Our work requires us to travel, though, so we really want a BH we can be comfortable in full-time. Since we homeschool, the 322bh seems perfect for us with its second dinette in the bh. 
Our unit will come off the factory line in a few weeks, and we can't wait! Anybody know any reasons I should be more worried than I am now?


----------



## Oregon_Camper (Sep 13, 2004)

Welcome to the site!! Congrats on your pending purchase.
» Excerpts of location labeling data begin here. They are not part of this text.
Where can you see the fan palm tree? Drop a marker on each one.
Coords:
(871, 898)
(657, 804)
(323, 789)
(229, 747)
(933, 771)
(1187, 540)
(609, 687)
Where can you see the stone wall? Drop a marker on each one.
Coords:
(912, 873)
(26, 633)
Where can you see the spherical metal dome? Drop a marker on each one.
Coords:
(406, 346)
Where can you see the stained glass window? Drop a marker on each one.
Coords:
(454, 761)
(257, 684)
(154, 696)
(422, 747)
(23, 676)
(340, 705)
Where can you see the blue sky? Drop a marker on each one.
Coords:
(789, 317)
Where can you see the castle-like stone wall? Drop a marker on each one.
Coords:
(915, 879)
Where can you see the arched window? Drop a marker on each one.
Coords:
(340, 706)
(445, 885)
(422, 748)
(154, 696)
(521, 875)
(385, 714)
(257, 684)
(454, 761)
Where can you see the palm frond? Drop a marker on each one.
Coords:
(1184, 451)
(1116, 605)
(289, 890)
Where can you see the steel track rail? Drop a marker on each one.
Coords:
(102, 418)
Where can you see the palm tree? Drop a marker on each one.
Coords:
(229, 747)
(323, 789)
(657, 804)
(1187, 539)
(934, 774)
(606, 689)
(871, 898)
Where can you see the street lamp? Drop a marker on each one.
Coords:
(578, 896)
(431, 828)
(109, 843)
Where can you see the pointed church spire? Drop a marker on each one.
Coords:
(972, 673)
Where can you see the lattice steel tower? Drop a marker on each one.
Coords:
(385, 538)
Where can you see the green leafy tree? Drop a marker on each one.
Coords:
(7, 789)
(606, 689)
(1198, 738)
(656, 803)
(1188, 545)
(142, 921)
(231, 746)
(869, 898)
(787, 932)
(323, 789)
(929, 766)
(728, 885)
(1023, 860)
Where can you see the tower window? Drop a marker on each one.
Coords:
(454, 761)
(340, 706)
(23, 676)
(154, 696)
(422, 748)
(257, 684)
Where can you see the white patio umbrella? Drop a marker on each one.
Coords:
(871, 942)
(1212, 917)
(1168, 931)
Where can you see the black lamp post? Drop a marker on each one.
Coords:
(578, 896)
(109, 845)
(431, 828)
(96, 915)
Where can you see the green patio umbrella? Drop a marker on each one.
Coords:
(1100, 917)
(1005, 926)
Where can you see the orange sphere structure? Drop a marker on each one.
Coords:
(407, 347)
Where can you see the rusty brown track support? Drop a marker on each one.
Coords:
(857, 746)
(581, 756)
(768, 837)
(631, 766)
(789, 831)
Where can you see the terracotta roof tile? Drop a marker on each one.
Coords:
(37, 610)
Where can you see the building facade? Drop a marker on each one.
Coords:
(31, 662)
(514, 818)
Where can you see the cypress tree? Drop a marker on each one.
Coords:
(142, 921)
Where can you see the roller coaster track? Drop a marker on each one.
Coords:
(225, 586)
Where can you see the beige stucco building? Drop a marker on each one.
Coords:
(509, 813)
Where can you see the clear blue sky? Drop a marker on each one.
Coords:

What are the specs on your truck?


----------



## LunaSeven (Oct 24, 2014)

All I know is it is a 5.6 V8 and it has a tow mode button. The guy at the sales lot, Holman's over in Ohio, checked the detailed specs and said it would be fine.


----------



## Oregon_Camper (Sep 13, 2004)

LunaSeven said:


> All I know is it is a 5.6 V8 and it has a tow mode button. The guy at the sales lot, Holman's over in Ohio, checked the detailed specs and said it would be fine.


I know learning about towing limits of trucks can be very confusing and overwhelming, but you have 6 of the most important people in your life, counting on you to understand this information and make them safe. Holmans is a very respected Dealer on this forum, but this is your family...you need to understand this information other than trust some guy at a dealer.

Grab your owners manual...grab some coffee...and start reading. Feel free to ask questions...we're happy to help.


----------



## TexanThompsons (Apr 21, 2009)

anxious to hear how this camper works out for you. First one I've seen that isn't a fifth wheel that has me thinking about a new trailer.


----------